This is an automated email from the ASF dual-hosted git repository.
bohan pushed a commit to branch main
in repository https://gitbox.apache.org/repos/asf/tvm.git
The following commit(s) were added to refs/heads/main by this push:
new 717c822a80 [FIX] Fix cumsum kernel sblock_alloc_buffer for non-sblock
buffer (#18887)
717c822a80 is described below
commit 717c822a800c9a8c699f89e01889da5f74ddcd72
Author: Tianqi Chen <[email protected]>
AuthorDate: Sat Mar 7 13:44:54 2026 -0500
[FIX] Fix cumsum kernel sblock_alloc_buffer for non-sblock buffer (#18887)
## Summary
- Fix `gpu_2d_continuous_cumsum` using `T.sblock_alloc_buffer` for `Tmp`
buffer that is used across multiple kernel launches (not within a single
sblock). Changed to `T.alloc_buffer`.
- `T.sblock_alloc_buffer` places the buffer in SBlock metadata, making
subsequent references to buffer dimensions (used by `ceil_log2`)

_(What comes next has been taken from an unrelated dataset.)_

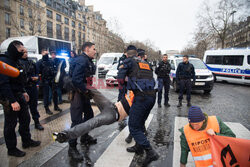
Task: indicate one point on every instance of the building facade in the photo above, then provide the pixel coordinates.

undefined after the AllocBuffer/DeclBuffer refactor.
Fixes #18885
---
python/tvm/relax/backend/gpu_generic/cumsum.py | 2 +-
1 file changed, 1 insertion(+), 1 deletion(-)
diff --git a/python/tvm/relax/backend/gpu_generic/cumsum.py
b/python/tvm/relax/backend/gpu_generic/cumsum.py
index 354171fcb1..ae2060175c 100644
--- a/python/tvm/relax/backend/gpu_generic/cumsum.py
+++ b/python/tvm/relax/backend/gpu_generic/cumsum.py
@@ -158,7 +158,7 @@ def gpu_2d_continuous_cumsum(
m, n = T.int64(), T.int64()
A = T.match_buffer(var_a, [m, n], dtype=in_dtype)
Out = T.match_buffer(var_out, [m, n], dtype=out_dtype)
- Tmp = T.sblock_alloc_buffer([m, n], dtype=out_dtype)
+ Tmp = T.alloc_buffer([m, n], dtype=out_dtype)
ceil_log2 = T.Cast("int64", T.ceil(T.log2(T.Cast("float32", n))))
total_rounds = ceil_log2 // LOG_BLOCK_N